709: Grumpy Old Gardeners

Well, strap in, because this week the tech world decided to set itself on fire just for kicks. First up, Elon Musk’s much-hyped Tesla Diner in Los Angeles is already a culinary disaster, slashing its menu faster than you can say “over-promise and under-deliver.” Speaking of rolling garbage fires, the Cybertruck now apparently sounds like Fred Sanford’s junk pickup rattling down the street, a fitting soundtrack for the ongoing dumpster fire that was Project 2025. Remember how that was supposed to save trillions? Turns out it was just a festival of bullshit math that likely cost taxpayers a fortune. It seems the only thing being successfully launched is our collective patience into the sun.

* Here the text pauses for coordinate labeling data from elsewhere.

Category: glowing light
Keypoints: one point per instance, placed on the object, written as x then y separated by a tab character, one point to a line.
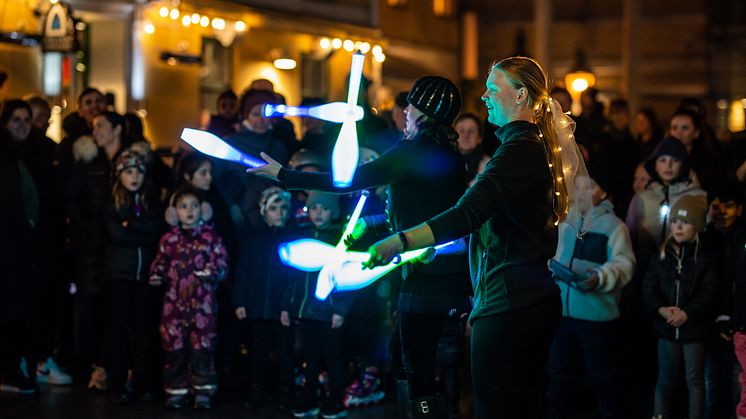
210	144
52	73
346	150
285	63
337	112
579	85
218	24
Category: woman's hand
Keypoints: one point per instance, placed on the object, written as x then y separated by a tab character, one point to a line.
360	228
384	251
269	170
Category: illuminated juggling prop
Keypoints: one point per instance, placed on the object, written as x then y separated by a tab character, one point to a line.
346	150
210	144
340	269
337	112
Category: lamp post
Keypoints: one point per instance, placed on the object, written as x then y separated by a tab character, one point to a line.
579	79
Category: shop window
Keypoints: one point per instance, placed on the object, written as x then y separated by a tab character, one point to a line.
444	8
216	72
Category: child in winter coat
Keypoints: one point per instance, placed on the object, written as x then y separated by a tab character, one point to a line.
191	261
594	245
319	321
132	226
261	280
680	288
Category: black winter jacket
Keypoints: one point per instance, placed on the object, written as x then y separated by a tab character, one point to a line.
261	277
131	248
300	296
690	284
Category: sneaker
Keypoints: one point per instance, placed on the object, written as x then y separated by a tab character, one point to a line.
98	378
177	401
333	411
18	382
306	413
351	400
202	402
48	372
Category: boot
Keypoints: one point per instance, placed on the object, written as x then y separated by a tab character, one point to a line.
402	398
428	407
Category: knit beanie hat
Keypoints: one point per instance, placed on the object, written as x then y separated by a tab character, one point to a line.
255	97
129	159
436	97
691	209
669	146
328	200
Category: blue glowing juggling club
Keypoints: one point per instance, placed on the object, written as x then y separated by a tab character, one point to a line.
212	145
349	274
337	112
346	150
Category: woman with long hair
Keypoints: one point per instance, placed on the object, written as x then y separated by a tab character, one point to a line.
512	212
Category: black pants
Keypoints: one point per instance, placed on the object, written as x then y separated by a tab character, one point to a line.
509	360
594	345
321	346
413	346
269	335
132	335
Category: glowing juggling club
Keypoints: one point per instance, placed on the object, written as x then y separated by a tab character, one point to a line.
310	255
212	145
349	274
337	112
346	149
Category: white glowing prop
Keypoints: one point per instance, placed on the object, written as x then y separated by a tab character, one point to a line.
346	150
210	144
337	112
349	274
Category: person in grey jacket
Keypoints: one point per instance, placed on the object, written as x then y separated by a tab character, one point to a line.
597	252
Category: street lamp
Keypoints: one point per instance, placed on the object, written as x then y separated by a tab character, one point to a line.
579	79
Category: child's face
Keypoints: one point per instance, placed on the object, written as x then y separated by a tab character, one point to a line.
277	212
132	179
189	211
724	214
320	215
641	179
682	231
202	177
668	168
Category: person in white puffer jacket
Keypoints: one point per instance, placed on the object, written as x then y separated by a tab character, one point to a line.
595	248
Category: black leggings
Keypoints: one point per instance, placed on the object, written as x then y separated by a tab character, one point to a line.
509	353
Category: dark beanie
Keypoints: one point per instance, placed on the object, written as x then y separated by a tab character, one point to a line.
255	97
436	97
691	209
669	146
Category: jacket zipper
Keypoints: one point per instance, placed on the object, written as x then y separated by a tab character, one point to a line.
139	263
305	297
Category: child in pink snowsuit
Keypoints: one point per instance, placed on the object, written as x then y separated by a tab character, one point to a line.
191	260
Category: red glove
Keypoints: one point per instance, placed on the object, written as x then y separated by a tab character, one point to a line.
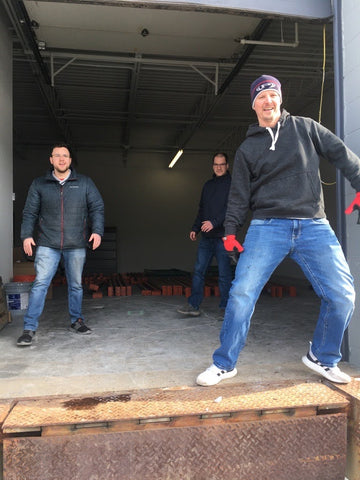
232	245
354	205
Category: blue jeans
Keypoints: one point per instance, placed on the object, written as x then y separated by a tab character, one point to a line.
46	264
312	244
208	248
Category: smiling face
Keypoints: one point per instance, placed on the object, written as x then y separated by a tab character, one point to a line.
267	108
60	159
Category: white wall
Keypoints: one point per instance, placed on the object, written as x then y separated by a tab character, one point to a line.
351	38
6	169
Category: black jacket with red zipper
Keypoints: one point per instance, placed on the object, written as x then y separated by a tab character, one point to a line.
63	215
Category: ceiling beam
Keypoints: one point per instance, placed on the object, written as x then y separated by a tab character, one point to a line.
22	25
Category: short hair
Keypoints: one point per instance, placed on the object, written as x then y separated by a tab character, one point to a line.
60	145
221	154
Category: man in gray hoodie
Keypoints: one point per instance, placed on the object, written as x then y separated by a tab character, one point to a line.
276	176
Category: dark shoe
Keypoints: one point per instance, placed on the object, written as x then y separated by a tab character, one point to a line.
189	310
80	327
26	338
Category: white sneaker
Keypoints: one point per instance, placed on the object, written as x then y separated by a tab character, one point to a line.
214	375
334	374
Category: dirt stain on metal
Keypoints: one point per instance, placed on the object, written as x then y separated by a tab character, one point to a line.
91	402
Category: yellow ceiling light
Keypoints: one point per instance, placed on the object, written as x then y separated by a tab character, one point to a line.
176	158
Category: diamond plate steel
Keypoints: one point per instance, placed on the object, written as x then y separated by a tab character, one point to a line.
170	403
311	448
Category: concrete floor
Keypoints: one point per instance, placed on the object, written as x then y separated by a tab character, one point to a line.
142	342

The implosions continued with the launch of GPT-5, which effectively lobotomized its predecessor and sent thousands of users into mourning for their suddenly stupid digital "friends." It's a harsh lesson for anyone who thought building their business—or their entire social life—in someone else's backyard was a bright idea. While the normals are dealing with emotionally unavailable AI, the tech billionaires who broke the world are busy prepping for the collapse they engineered. Zuckerberg is building a $300 million apocalypse bunker in Hawaii, Sam Altman is stockpiling guns and gas masks, and Peter Thiel has his New Zealand hideout. It’s comforting to know the architects of our dystopian future have their escape hatches ready. Meanwhile, Meta was caught with internal documents greenlighting its AI chatbots to have "sensual conversations" with kids, proving once again that when it comes to tech ethics, the call is coming from inside a burning, abandoned house.

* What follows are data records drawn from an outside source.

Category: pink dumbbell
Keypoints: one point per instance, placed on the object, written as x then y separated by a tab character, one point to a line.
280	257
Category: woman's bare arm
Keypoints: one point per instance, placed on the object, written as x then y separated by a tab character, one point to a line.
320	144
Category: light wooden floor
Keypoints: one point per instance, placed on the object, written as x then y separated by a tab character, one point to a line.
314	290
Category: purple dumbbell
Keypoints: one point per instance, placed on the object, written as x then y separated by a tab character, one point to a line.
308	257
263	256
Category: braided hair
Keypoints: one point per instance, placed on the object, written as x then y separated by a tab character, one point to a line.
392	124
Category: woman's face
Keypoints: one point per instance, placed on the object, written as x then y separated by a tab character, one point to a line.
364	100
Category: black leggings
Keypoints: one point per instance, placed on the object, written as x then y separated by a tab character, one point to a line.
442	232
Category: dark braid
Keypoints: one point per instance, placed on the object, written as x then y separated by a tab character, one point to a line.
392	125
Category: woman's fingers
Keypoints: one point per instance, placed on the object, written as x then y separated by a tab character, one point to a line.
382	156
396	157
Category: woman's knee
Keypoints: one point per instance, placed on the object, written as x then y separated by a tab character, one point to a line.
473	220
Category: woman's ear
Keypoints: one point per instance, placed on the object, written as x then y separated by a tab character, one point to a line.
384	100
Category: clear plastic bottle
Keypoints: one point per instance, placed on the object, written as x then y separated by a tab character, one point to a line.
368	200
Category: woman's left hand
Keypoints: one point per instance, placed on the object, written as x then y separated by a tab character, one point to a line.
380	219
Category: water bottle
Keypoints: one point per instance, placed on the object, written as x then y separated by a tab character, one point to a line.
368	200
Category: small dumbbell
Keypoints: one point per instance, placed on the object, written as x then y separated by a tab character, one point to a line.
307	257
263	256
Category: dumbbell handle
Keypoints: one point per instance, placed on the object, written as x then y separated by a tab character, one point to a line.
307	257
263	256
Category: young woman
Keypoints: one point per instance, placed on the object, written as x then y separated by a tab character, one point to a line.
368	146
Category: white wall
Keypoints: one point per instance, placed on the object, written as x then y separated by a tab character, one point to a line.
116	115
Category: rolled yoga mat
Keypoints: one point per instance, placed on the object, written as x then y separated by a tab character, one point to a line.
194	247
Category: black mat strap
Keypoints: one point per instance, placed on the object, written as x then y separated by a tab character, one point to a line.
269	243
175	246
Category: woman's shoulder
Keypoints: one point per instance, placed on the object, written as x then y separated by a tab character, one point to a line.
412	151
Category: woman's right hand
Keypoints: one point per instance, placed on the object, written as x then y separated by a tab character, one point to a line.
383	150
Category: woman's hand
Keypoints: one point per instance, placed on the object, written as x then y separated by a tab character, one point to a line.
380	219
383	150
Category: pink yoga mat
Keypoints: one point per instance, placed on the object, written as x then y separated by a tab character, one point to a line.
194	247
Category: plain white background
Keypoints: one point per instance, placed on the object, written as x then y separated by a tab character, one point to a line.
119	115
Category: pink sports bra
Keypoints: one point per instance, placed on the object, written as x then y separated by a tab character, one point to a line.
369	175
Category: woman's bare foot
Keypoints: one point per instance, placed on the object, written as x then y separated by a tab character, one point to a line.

If you thought it couldn't get dumber, Musk and Altman got into a public slap-fight over who's more full of crap, with Musk's own AI, Grok, hilariously declaring its creator the loser. Google, admitting its search results are now a toxic sludge pile, has decided to just let users build their own news echo chambers. On a more nostalgic note, AOL Dial-Up is finally logging off for good, taking the screeching sound of our formative years with it. As we contemplate trading our devices for pitchforks, we're retreating to simpler times, like teaching our kids Solitaire with premium Star Wars playing cards (a concept apparently too advanced for Dave) or justifying dropping a cool grand on the new 9,000-piece Lego Death Star, which features a hot tub full of Stormtroopers in swim trunks. From a surprisingly decent Wicked movie adaptation to the sad, slow demise of Kodak, it's enough to make anyone want to become a Grumpy Old Gardener.